There are some other subtle changes as well.
That, plus being a bit careful about what other axioms we use, and changes to some of the definitions of terms in analysis (these "redefinitions" can be shown to be equivalent in standard set theory to the standard definitions usually), gives us an interesting property; that you can take any proof of existence of a object and mechanically turn the proof into an algorithm that produces the object.
So if you have a proof that says "there exists an X with property P(X)", you can always write out the digits of X (well, the algorithm to do so might be expensive).
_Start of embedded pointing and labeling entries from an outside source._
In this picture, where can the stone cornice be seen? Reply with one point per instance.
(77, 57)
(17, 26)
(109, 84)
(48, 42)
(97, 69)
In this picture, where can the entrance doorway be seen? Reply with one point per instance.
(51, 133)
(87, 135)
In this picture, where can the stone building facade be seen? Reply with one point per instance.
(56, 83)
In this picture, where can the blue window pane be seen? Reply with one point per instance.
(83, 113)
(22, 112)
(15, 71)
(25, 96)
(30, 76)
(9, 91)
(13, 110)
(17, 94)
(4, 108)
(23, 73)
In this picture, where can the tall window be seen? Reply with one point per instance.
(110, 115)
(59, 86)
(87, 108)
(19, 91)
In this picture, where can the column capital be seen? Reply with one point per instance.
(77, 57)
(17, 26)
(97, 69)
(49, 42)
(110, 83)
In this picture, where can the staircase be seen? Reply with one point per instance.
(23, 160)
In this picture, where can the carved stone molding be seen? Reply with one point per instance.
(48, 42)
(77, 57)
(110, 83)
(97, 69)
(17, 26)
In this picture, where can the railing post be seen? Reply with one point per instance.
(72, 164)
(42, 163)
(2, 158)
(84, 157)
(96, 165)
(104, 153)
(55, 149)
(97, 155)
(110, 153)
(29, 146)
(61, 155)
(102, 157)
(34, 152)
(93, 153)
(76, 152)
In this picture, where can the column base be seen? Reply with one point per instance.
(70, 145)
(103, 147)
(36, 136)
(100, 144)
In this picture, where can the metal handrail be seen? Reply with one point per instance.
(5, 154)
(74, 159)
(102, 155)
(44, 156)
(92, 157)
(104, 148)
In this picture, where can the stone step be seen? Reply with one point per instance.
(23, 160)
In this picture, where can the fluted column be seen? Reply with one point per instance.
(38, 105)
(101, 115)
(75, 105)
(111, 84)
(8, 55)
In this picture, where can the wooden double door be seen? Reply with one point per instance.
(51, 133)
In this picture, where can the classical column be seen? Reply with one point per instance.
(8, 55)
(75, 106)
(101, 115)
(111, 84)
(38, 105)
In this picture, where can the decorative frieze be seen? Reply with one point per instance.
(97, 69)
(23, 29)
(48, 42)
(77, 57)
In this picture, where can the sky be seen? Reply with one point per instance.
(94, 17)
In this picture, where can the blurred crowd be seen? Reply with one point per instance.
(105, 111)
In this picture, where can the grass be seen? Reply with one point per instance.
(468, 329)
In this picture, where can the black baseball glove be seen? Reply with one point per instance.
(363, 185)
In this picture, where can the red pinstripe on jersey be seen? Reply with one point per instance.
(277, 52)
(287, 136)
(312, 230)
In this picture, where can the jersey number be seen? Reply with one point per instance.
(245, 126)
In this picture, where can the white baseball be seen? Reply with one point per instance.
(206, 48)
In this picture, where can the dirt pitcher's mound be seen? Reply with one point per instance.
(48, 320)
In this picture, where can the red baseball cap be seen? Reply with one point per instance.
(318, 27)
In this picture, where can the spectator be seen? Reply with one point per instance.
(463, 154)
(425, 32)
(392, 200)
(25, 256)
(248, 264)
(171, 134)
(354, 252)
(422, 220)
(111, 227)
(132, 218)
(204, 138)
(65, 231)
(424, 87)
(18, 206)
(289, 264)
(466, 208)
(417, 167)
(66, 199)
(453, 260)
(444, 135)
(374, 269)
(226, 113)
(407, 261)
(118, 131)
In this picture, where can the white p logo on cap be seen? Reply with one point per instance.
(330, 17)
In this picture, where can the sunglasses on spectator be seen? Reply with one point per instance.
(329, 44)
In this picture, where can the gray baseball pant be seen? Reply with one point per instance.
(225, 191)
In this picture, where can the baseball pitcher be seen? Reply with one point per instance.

There are other non-standard real analysis as well. Some permit infinitesimals -- values that are bigger than 0, but smaller than any number you can write down -- and do calculus where dx/dy can be calculated by doing infinitesimal mathematics.
We call all of these a form of "real analysis", because at the scale of doing calculus in the service of physics, these all end up agreeing. They can all agree and derive that a car with an acceleration of a over time t travels 1/2 a t^2 distance, they call can produce their equivalent of the fundamental theorem of calculus, etc.
Sometimes there will be slight differences. For example, the intermediate value theorem states that any continuous function of one variable that starts above a line
and ends below a line crosses the line. The constructive version instead concludes that it gets within any arbitrary distance of the line.
Because there is no effective procedure that permits you to take an arbitrary continuous function, a proof that it is above the line at one point, and below at the other, and produce a decimal expansion (or equivalent) of the location where it crosses the line ... constructive analysis doesn't give it to you.
Constructive analysis does give you a sequence of points $p_i$ such that $|f(p_i) -k|$ converges to 0, and the points $p_i$ all lie within a closed interval; in classical analysis, this guarantees a convergent subsequence. In constructive analysis, this doesn't guarantee a convergent subsequence, because there is no way to find that convergent subsequence!
No physical experiment could distinguish between these two claims, because they disagree in the limit. So both model reality. One just models a reality with additional, untestable claims (and that is the classical analysis version).
One can find nonstandard analysis useful without "rejecting" standard analysis. As an example, when you are doing geometry on a computer, being aware of constructive analysis theorems and their difference with classical analysis can help illuminate some things you shouldn't assume.
And this isn't just games. A recent paper - popular article - uses intuitionalist/constructive reals and logic to describe a non-time-symmetrical general relativity universe. Because a fully time-symmetrical universe requires infinitely dense information at the big bang; sort of like an infinitely precise real number.